Princess's father to avoid ceremony
The father of Princess Maxima of the Netherlands, who was barred by the Dutch government from attending his daughter’s wedding to Crown Prince Willem-Alexander in 2002, is also expected to stay away from the inauguration of his son-in-law at the end of April, when Maxima will become queen.
The decision is believed to have been taken by Maxima when it became clear that relatives of those who died in her native Argentina in the 1970s during the rule of the Videla military junta in which her father, Jorge Horacio Zorreguieta, was a minister, planned to protest if he attended.
Neither Mr Zorreguieta nor Maxima’s mother, his second wife, Maria del Carmen Cerruti Carricart, is expected to travel to Amsterdam for the ceremony.
Queen Beatrix is stepping down after 33 years on the throne to be replaced by Willem-Alexander, the first Dutch king in 123 years.
It is understood Princess Maxima has notified the prime minister, Mark Rutte, of the decision, thereby preventing a rerun of the national debate about her family background a decade ago.

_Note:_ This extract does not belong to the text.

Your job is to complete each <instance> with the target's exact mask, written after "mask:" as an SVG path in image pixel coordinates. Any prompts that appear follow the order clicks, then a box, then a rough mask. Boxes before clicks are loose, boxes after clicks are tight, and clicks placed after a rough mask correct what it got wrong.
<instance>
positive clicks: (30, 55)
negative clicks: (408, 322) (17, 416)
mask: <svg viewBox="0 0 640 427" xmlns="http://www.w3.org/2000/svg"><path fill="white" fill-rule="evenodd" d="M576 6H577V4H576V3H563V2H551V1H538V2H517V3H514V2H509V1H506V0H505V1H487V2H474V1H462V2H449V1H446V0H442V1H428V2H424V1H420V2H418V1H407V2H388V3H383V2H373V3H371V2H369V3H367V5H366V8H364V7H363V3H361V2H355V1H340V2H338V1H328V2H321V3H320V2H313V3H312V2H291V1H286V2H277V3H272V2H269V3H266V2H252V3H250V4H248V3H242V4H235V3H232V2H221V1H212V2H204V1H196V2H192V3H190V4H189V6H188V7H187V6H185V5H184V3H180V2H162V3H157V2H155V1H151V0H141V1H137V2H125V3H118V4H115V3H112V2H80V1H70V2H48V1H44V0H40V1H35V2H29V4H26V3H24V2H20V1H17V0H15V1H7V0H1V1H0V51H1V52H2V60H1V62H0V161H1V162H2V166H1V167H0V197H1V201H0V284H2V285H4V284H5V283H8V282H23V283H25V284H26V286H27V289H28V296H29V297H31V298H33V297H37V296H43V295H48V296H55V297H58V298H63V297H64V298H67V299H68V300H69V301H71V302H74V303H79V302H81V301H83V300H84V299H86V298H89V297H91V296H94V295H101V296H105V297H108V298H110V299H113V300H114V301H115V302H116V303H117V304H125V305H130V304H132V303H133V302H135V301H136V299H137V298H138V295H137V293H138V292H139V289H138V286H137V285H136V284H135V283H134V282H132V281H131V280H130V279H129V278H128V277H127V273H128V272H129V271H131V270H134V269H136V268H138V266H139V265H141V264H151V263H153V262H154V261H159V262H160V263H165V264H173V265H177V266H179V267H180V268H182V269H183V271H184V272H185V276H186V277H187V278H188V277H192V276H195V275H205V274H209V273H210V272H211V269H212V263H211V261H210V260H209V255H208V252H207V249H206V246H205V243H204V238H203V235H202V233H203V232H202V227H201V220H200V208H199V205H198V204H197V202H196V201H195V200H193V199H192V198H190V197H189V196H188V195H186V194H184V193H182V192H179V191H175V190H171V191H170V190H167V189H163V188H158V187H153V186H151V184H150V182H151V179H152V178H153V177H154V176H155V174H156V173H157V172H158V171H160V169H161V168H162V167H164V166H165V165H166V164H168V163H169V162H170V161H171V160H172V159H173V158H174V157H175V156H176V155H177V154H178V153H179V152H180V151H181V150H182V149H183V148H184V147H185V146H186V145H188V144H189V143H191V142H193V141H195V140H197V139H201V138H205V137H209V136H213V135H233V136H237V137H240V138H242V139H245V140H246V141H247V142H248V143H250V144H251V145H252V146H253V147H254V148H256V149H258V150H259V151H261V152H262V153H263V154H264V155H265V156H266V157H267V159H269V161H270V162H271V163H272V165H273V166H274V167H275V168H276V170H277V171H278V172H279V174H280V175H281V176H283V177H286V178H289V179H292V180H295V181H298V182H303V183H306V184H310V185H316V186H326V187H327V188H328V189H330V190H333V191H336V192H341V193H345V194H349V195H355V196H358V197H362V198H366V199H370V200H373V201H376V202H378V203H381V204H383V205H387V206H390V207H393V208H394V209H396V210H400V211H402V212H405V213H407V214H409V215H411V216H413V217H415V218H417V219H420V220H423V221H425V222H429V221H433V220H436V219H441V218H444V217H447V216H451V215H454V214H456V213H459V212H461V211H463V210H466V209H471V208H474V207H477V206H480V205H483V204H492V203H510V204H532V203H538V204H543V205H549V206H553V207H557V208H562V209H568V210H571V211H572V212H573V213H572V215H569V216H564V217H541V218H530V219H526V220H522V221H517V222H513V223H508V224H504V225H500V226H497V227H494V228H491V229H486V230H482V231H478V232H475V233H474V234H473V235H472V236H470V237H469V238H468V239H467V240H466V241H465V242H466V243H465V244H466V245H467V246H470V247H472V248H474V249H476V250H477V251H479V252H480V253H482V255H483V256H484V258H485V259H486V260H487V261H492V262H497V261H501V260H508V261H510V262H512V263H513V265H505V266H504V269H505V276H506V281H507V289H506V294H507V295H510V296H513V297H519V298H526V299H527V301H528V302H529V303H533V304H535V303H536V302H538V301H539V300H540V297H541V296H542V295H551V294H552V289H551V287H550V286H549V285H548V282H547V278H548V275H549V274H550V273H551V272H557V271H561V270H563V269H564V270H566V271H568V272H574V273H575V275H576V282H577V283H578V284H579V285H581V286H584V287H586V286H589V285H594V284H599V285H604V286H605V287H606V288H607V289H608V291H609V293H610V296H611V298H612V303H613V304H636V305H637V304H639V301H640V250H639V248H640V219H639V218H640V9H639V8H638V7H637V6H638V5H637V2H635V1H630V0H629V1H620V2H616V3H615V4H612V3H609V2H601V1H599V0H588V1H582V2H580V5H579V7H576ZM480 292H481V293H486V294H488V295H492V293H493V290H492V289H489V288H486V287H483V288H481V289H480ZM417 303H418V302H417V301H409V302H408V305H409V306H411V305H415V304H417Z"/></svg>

Paying tribute to 74-year-old Beatrix as “an icon for the Netherlands”, Mr Rutte confirmed on Monday that, although she will be the spouse of the monarch, Maxima – the second most popular royal after Beatrix – will take the title of “queen”.
Mr Zorreguieta, who was minister for agriculture in the Videla regime – blamed by Amnesty International for up to 30,000 deaths when it overthrew president Isabel Peron in 1976 – has always denied any involvement in the “disappearances” carried out by the military junta.
A number of legal actions by relatives of the disappeared have been instigated against Mr Zorreguieta, now 84. Although he visited the Netherlands in recent years, there is a possibility he could face arrest there.
After a cabinet meeting yesterday, Mr Rutte said April 30th, the day of inauguration, would be a “national party”, held, given the economy’s state, “within budgets”.